Issuer Earnings Show Consumers Struggling With Timely Credit Card Payments

The general tone of earnings season has been cautiously optimistic, as banks and payment networks have pointed to the willingness of consumers to keep spending.

But some trends bear watching, particularly the delinquency and charge-off trends of those same firms.

Delinquencies are a useful harbinger of charge-offs, as issuers deem debt uncollectible after a set amount of time, write the debt off, and there’s a ripple effect: The collections efforts ding consumers’ credit reports, and banks tighten their lending practices, which winds up making credit less available to the economy at large.

PYMNTS Intelligence has noted that carrying credit card debt is a fact of life for a large majority of the population.
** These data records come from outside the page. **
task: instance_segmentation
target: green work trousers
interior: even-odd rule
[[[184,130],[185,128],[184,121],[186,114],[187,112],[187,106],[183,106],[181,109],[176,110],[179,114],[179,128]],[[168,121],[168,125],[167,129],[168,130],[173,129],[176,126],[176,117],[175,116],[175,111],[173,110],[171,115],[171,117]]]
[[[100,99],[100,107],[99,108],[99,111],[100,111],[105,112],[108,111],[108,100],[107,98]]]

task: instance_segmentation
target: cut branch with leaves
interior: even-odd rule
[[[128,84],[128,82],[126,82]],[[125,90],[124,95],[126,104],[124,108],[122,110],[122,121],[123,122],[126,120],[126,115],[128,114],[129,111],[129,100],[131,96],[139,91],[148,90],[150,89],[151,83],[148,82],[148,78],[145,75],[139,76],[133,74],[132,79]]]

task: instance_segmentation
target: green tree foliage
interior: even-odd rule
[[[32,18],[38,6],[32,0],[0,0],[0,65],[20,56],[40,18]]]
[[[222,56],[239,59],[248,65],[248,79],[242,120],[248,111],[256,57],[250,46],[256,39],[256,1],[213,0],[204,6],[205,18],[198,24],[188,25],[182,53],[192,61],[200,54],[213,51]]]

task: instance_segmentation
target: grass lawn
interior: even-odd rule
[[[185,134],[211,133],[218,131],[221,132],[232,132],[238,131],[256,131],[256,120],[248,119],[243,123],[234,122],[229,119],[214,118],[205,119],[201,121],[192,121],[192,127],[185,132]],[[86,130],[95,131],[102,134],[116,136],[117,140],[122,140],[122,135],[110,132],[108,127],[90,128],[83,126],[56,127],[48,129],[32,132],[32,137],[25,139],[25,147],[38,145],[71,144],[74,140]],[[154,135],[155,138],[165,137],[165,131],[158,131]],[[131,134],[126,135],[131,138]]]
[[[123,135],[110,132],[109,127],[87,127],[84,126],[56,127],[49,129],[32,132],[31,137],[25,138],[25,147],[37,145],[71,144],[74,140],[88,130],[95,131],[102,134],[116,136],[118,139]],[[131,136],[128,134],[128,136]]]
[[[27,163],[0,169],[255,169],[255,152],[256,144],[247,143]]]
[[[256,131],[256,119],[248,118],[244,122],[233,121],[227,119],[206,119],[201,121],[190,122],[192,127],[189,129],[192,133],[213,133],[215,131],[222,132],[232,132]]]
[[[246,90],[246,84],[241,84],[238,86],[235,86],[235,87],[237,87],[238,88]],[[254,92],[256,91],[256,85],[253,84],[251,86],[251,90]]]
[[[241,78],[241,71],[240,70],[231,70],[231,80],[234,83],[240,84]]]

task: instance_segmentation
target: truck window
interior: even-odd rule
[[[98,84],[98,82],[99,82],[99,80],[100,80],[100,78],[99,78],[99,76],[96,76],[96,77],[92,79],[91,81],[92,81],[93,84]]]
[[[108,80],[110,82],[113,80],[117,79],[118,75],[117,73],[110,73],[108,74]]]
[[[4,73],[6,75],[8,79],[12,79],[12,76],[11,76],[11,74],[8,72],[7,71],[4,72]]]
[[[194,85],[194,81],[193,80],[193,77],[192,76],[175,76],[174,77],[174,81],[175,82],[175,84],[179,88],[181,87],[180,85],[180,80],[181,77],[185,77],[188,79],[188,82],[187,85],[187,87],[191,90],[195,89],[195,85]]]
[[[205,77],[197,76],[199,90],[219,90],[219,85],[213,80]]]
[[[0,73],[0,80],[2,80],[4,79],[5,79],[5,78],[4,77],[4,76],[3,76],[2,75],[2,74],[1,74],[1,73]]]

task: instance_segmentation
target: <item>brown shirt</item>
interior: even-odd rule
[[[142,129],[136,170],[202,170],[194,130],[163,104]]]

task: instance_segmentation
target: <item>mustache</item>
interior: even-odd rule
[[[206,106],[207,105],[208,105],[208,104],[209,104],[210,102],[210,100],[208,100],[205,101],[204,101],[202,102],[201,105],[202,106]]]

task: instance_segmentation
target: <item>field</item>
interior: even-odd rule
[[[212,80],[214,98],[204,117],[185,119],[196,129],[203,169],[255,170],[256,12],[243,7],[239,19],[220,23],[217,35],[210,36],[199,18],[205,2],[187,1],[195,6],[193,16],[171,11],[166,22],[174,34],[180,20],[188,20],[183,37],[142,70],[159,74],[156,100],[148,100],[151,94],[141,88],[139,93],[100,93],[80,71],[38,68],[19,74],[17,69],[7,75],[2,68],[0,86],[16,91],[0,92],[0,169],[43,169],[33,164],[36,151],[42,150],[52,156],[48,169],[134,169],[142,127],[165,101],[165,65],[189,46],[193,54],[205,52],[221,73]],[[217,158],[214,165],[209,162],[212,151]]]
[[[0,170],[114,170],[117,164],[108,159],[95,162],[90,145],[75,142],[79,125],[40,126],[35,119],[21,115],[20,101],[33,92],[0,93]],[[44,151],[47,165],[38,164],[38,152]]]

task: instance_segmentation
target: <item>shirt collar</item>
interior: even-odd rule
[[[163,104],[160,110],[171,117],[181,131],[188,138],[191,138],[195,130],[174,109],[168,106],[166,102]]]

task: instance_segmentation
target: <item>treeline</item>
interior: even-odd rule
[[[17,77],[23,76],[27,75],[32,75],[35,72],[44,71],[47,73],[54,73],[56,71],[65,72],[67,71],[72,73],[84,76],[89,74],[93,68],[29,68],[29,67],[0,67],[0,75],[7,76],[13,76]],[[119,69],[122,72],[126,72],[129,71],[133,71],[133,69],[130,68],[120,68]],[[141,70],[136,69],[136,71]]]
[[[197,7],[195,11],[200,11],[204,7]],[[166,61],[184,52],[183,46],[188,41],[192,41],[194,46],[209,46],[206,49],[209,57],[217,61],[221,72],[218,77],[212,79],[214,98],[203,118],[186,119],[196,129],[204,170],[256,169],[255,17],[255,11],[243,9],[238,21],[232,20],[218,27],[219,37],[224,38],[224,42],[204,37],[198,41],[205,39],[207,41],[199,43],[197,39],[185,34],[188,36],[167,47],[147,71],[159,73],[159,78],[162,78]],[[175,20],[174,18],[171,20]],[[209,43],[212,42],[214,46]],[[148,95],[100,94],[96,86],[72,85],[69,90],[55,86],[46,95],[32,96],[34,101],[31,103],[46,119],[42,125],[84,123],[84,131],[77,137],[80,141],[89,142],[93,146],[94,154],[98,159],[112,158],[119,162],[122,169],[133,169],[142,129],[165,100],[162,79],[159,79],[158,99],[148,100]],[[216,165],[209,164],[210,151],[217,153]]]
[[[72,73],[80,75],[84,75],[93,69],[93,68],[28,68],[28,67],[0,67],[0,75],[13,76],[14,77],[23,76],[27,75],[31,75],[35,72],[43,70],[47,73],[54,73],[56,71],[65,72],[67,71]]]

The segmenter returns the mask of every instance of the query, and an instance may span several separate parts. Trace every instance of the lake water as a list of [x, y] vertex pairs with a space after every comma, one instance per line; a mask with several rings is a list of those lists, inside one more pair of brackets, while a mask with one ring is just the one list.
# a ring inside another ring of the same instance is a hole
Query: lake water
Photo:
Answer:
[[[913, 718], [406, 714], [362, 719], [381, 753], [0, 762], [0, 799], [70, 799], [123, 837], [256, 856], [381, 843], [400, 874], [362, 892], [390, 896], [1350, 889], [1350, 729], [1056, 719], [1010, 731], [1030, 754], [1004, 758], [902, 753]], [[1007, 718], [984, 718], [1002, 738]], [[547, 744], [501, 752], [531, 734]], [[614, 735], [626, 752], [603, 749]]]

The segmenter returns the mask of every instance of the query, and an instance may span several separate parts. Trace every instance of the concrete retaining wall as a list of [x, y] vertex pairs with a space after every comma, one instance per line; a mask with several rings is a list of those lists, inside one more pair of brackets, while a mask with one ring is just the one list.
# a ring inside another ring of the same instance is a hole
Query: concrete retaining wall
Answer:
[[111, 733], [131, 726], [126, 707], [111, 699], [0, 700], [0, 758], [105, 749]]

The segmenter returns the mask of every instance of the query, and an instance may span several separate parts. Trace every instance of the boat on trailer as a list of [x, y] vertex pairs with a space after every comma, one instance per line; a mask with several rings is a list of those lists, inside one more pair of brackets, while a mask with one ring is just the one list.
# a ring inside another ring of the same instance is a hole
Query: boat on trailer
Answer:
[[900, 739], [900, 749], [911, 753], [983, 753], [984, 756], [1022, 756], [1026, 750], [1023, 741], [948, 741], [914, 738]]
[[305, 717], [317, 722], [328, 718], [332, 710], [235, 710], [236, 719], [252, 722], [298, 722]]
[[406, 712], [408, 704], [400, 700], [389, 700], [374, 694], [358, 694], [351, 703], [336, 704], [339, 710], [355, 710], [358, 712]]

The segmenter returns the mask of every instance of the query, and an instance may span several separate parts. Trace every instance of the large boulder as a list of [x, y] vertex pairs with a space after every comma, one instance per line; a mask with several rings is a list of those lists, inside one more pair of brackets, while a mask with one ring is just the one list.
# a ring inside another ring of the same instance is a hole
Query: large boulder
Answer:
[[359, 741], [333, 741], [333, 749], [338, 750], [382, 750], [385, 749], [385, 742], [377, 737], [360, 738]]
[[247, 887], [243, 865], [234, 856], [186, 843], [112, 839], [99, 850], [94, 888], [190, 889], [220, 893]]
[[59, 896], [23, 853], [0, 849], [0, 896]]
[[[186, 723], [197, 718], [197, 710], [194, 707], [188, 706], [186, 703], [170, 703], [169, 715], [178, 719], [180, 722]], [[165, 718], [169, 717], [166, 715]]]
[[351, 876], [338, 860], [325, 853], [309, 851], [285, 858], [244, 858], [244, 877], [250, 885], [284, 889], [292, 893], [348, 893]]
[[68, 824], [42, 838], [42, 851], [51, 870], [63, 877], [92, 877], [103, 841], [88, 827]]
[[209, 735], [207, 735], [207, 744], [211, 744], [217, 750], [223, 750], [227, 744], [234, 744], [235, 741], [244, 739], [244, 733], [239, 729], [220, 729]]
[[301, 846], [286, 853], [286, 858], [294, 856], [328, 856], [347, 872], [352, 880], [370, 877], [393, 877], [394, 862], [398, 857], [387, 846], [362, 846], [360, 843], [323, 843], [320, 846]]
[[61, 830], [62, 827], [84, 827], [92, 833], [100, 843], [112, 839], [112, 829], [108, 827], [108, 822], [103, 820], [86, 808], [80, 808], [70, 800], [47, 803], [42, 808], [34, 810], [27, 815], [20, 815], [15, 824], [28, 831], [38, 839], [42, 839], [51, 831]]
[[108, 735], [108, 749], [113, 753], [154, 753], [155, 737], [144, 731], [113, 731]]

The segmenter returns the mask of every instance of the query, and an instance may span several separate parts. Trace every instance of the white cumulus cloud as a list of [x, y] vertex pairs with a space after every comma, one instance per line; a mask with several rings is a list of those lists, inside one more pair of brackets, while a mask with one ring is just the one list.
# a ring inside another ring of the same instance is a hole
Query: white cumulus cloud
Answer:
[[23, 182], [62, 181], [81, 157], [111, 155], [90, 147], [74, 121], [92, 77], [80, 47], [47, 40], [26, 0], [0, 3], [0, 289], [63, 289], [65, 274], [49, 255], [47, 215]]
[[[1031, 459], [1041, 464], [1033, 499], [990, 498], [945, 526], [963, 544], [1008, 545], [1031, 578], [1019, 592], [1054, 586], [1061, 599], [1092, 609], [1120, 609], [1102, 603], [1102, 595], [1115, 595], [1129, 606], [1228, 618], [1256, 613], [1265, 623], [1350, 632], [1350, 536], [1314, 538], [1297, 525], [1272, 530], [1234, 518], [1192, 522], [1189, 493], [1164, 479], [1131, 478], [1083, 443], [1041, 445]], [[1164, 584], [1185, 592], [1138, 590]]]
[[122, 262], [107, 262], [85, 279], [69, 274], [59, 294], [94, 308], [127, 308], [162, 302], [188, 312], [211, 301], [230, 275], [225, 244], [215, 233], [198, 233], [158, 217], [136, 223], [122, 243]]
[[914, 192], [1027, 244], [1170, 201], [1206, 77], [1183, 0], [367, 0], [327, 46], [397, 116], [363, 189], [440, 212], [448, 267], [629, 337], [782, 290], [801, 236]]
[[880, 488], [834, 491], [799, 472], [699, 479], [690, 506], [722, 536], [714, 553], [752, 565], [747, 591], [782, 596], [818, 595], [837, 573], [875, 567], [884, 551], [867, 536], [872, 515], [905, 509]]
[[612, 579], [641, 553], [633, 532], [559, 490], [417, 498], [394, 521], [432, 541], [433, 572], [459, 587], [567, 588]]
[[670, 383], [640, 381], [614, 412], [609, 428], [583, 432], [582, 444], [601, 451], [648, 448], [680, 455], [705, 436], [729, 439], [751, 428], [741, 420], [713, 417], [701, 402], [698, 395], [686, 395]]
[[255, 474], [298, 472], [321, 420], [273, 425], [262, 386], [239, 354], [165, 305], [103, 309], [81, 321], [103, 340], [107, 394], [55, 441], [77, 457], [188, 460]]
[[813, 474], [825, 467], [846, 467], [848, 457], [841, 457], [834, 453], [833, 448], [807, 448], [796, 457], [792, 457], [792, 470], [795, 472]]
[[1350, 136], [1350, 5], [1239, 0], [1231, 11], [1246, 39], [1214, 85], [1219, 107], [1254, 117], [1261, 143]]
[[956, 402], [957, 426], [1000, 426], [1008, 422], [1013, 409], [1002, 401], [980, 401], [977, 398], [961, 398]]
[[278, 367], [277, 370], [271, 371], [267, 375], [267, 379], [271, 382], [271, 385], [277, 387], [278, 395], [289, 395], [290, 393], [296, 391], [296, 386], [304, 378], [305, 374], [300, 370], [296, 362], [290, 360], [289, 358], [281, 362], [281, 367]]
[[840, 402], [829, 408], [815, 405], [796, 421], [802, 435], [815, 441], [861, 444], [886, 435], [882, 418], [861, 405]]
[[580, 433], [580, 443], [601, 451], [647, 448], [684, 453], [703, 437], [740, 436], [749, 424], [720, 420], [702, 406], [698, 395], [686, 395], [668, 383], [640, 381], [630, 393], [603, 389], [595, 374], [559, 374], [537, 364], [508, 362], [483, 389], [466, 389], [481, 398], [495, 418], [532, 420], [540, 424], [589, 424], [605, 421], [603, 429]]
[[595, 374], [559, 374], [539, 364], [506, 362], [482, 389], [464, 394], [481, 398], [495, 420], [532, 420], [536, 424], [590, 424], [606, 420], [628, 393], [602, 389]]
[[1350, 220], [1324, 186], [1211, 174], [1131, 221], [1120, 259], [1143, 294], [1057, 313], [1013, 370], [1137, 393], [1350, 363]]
Research detailed late last year that fully three-quarters of consumers had card debt; the percentage skews higher for cardholders who state they live paycheck to paycheck.

Bit of Pressure?

And as for how those same consumers are keeping up with their payments, as shown in the chart below, some metrics remain steady: The share of consumers who paid all of the monthly balance due stood at about 55% at the end of last year, which is actually a bit better than the roughly 52% seen during the summer. But the share of consumers paying only the minimum amount due ticked up, to 12.9% into December. 

At the same time, we’ve seen the percentages of those cardholders paying “most” or “half” of the monthly balance decline a bit. The share of those paying none of what’s owned was indicated at about 3.3% at the end of the year, continuing a bit of a lumpy trend through the past few months, but above the 1.9% that had been measured in April.

 

 

Separately, in aggregate fashion, the St. Louis Federal Reserve has estimated that as of the end of the third quarter, delinquency rates on credit card loans, as measured across all commercial banks  was 3.3%, up from 2.1% that had marked the third quarter of 2022.

As seen in the chart below, for the latest reported data from the Fed headed into the summer but still showing the trends, we see that the charge-off rates on cards (again, debt that’s been written off) was north of 4.6%, leagues above the 1.7% at the beginning of 2022.

 

 

There have been some bright spots of note. Discover Financial’s fourth quarter results, for instance, indicated that the charge-off rates on card loans were a bit more than 5%, which was actually about 0.25% better than the third quarter, though above the 4.7% for the fourth quarter of the previous year. Delinquency rates were just about flat quarter over quarter. 

Discover Financial Service’s SEC filings (such as for the third quarter, the most recent available) estimate that about 20% of its credit card loans are held by customers with a 660 or lower FICO score, so the data demonstrate that consumers card payment activity has been better in the fourth quarter than the third, but worse than last year.

Conversely, Bank of America, which has an average FICO score of 778 across its own card portfolio reported a net charge-off ratio of 3.79%, which is better than the larger trends from the Fed, while above the 3% charge-off rate of a year ago.

Elsewhere, Capital One, as PYMNTS reported late last month, reported that the 30-day-plus delinquency rate improved. The 30-day-plus delinquency rate at the end of December was 4.53%, down 0.08% basis points from the prior year. The reported net charge-off rate was 6%, up from last year’s 5.3%.